Ursprünglich sollte die ganzjährige Anbindehaltung nach fünf Jahren auslaufen, die saisonale war an den Betriebsinhaber geknüpft. Nun sei die Übergangsfrist für die ganzjährige Anbindehaltung zehn Jahre und auch die Anknüpfung an den Betriebsinhaber sei nicht mehr im Gesetzentwurf. Sie erkenne zwar, dass vor allem auch kleine Almbetriebe von den Veränderungen bei der Anbindehaltung betroffen seien, jedoch bestehe das Problem seit Jahrzehnten und es müsse nun gehandelt werden.

Müller fordert Verbot "tierschutzwidriger Haltungssysteme"

Auch nach Ansicht von Dr. Esther Müller, Geschäftsführerin Wissenschaft beim Deutschen Tierschutzbund, bleibt der Gesetzentwurf hinter den Erwartungen zurück. Ihr fehlt ebenfalls das im Koalitionsvertrag angekündigte vollumfängliche Verbot der Anbindehaltung von Rindern. Obwohl auch der Bundesrat sich bereits 2016 für ein Ende der Anbindehaltung ausgesprochen habe, „fehlt im Entwurf der Mut zu einer konsequenten, aus Tierschutzsicht dringend gebotenen politischen Entscheidung“, sagte Müller.

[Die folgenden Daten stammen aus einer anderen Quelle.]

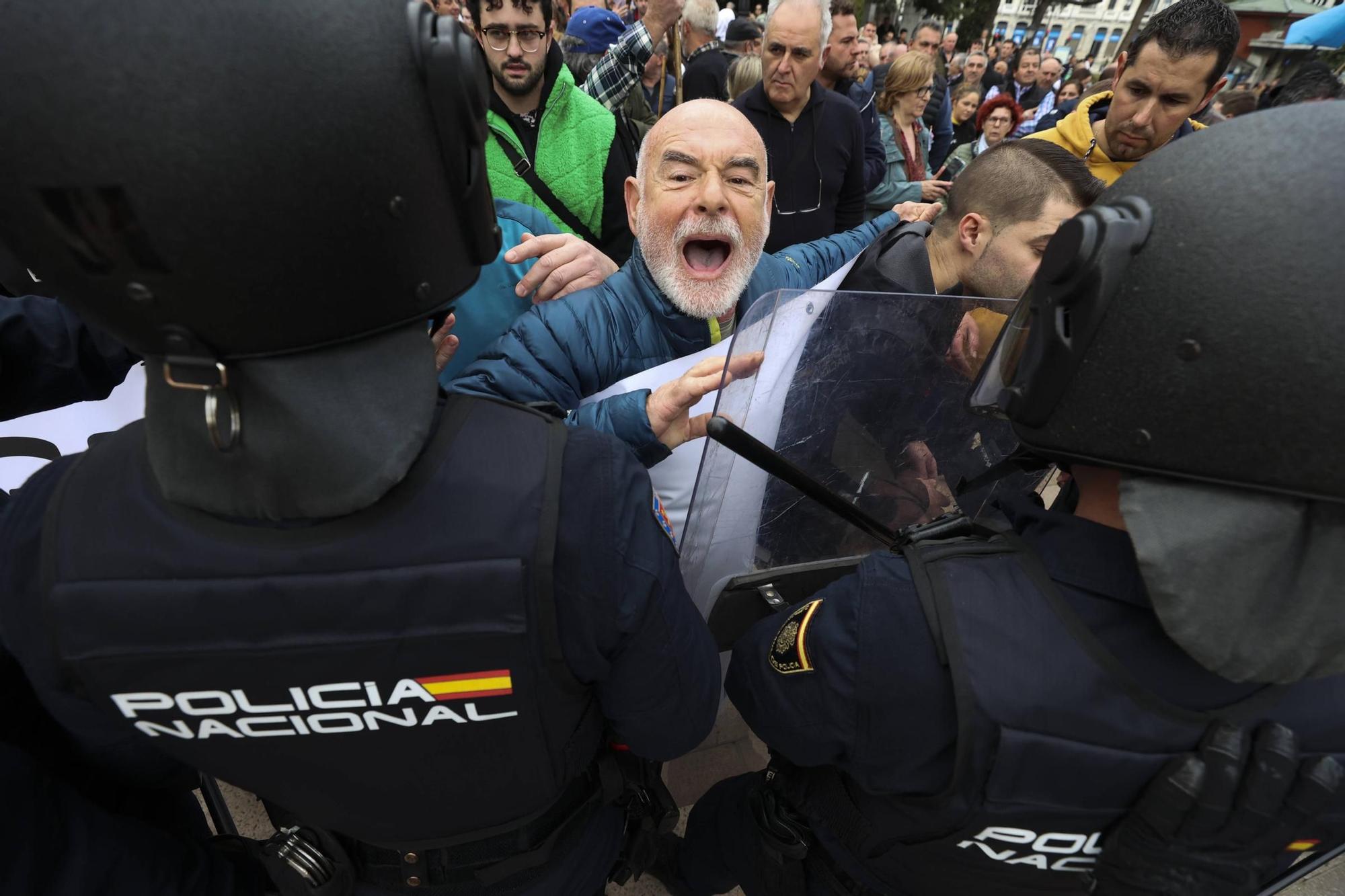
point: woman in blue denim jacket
(906, 92)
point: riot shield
(866, 395)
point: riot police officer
(970, 716)
(415, 624)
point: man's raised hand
(670, 405)
(564, 264)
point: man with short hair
(973, 73)
(938, 115)
(700, 208)
(1026, 91)
(1048, 75)
(844, 57)
(835, 716)
(551, 145)
(707, 69)
(814, 138)
(1172, 69)
(744, 40)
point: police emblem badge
(789, 651)
(662, 518)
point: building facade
(1071, 32)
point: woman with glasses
(966, 100)
(906, 93)
(996, 120)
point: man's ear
(974, 233)
(633, 202)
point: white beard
(699, 298)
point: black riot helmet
(1192, 323)
(244, 179)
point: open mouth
(707, 256)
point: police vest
(393, 676)
(1056, 739)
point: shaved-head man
(700, 206)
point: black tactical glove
(298, 861)
(1217, 822)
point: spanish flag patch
(661, 516)
(496, 682)
(789, 651)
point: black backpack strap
(525, 170)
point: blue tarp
(1323, 30)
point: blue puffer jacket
(576, 346)
(485, 311)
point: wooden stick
(677, 63)
(664, 73)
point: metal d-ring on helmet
(1190, 323)
(150, 118)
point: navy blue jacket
(817, 163)
(875, 157)
(50, 358)
(92, 803)
(578, 346)
(880, 705)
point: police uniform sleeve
(627, 624)
(852, 678)
(50, 358)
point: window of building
(1098, 41)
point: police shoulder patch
(789, 651)
(662, 518)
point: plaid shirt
(621, 68)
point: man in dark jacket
(551, 145)
(707, 75)
(814, 139)
(839, 75)
(699, 212)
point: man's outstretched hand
(564, 264)
(446, 343)
(670, 405)
(1215, 822)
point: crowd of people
(856, 119)
(414, 542)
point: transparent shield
(864, 392)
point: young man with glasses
(551, 146)
(814, 138)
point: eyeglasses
(529, 40)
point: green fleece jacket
(575, 136)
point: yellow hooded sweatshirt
(1074, 132)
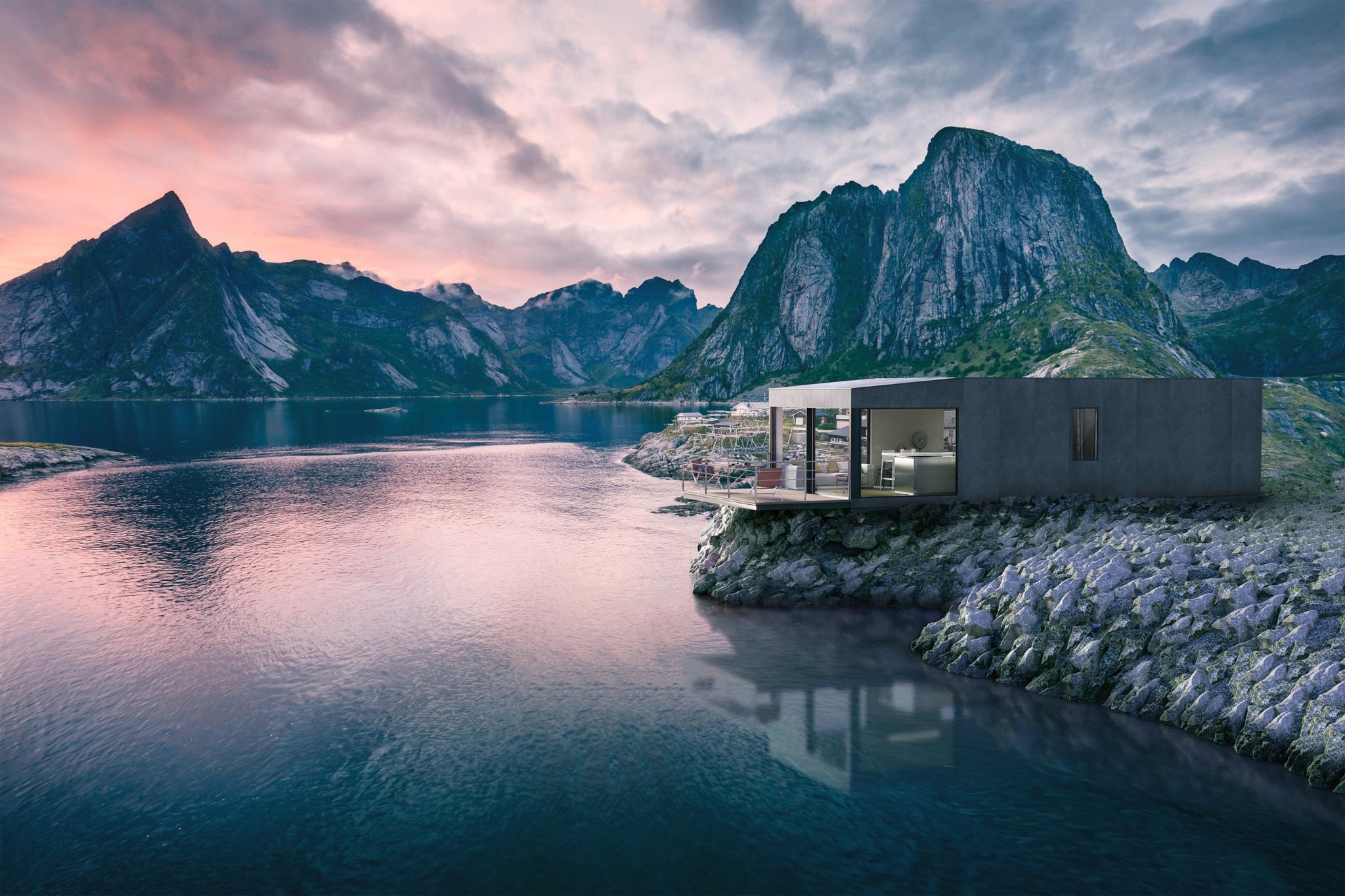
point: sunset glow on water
(335, 652)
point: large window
(1086, 435)
(908, 452)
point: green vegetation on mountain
(993, 259)
(150, 309)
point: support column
(856, 453)
(775, 453)
(810, 457)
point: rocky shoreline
(1223, 620)
(32, 458)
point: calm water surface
(303, 648)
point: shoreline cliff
(37, 458)
(1223, 620)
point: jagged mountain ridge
(588, 333)
(990, 258)
(1207, 284)
(151, 309)
(1255, 320)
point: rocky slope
(990, 258)
(1223, 620)
(18, 458)
(152, 309)
(588, 335)
(1255, 320)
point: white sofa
(825, 477)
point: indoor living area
(908, 452)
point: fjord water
(304, 648)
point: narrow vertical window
(1086, 433)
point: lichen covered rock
(1224, 620)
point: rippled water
(301, 648)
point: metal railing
(764, 481)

Der Tierschutzverbund fordert das vollständige Verbot „tierschutzwidriger Haltungssysteme“ wie Käfig-, Kastenstand- und Anbindehaltung sowie das Verbot schmerzhafter Eingriffe und Amputationen ohne medizinische Indikation. Außerdem sprach sich Müller für „konkrete Maßnahmen zur Erreichung des Ziels“ aus, alle Tierversuche zu beenden, so wie es der Koalitionsvertrag der Ampelregierung vorsieht.

Auernhammer: Strukturbruch in der Landwirtschaft wird beschleunigt

Für den agrarpolitische Sprecher der CSU im Bundestag, Artur Auernhammer, hat die Anhörung zum Tierschutzgesetz eines gezeigt: „Der vorliegende Entwurf dient weniger dem Tierschutz, als vielmehr dazu, den Strukturbruch in der Landwirtschaft massiv zu beschleunigen. Insbesondere kleinbäuerliche Betriebe werden darunter leiden und vielfach aufgeben.“

Auernhammer befürchtet ebenfalls, dass Tierhaltung aus Deutschland weggeht und ins Ausland verlagert wird. „Dem Tierschutz wird damit ein Bärendienst erwiesen, da im Ausland die Standards oftmals niedriger sind als bei uns“, so der CSU-Politiker. Falls dass das Ziel der Ampelkoalition sei, solle sie das bitte auch so kommunizieren.